Petitioner was employed at the Woodbridge Development Center from May 30, 1979, until she was terminated for abandoning her job on December 8, 1994. Her termination was affirmed by [102]*102the Merit System Board in August 1996 on the recommendation of an ALJ, and petitioner did not appeal that decision. James had been injured on the job on May 4,1994, and was granted extended sick leave and additional unpaid leave authorized through November 30,1994. When she did not return to work for five days after November 30, she was terminated. Pension contributions were made to her account through December 31,1994.

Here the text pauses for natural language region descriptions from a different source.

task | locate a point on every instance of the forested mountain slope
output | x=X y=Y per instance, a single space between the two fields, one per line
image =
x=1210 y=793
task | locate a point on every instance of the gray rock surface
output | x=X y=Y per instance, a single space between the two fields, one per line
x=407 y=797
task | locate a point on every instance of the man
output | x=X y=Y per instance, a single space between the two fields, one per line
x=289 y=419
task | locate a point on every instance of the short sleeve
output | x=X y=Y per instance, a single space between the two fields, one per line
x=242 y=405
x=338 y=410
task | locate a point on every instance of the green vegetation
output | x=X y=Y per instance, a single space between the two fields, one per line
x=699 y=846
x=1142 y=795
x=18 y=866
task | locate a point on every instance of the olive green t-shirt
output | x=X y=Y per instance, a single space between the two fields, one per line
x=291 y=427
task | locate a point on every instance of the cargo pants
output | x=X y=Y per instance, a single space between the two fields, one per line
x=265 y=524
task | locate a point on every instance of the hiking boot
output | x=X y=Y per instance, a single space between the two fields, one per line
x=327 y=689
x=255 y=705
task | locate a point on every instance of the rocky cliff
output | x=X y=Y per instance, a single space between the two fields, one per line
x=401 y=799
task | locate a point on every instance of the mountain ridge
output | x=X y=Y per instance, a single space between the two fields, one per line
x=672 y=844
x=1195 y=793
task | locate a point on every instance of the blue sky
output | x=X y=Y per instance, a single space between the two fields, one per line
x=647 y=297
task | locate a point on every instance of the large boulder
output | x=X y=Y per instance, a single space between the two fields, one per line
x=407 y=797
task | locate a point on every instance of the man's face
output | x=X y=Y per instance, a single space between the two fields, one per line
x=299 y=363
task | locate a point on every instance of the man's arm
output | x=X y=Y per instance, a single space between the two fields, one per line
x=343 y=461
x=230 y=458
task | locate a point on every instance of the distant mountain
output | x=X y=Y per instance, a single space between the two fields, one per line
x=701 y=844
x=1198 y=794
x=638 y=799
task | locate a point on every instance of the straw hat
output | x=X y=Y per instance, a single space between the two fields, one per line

Petitioner applied for workers’ compensation benefits, and her claim was resolved by settlement on May 20, 1997. Temporary benefits were awarded for the period through June 30,1994, when she was initially ordered back to work. Those benefits were apparently offset against her sick leave benefits, and are not at issue here. James was also awarded permanent partial disability workers’ compensation benefits, pursuant to N.J.S.A. 34:15-1 et seq., based upon a finding of a ten percent disability, resulting in an award calculated pursuant to statute on the basis of sixty weeks at $123 a week, for a total award of $7,380. The award referred to sixty weeks covering the period June 30,1994, through August 23,1995.

The Board denied petitioner’s application because N.J.S.A. 43:15A-43 allows an application for the accidental retirement benefit only to a “member” of the pension system, and the pension law further provides that “membership of any person in the retirement system shall cease if he shall discontinue his service for more than two consecutive years.” N.J.S.A. 43:15A-7e. The Board concluded that petitioner’s membership in PERS had terminated as of December 31, 1996, two years after the last pension contribution to her account, and approximately two months before petitioner filed for accidental disability on February 21, 1997. Thus the Board concluded she was no longer a member of PERS after December 31, 1996, and her February 21, 1997, application was untimely.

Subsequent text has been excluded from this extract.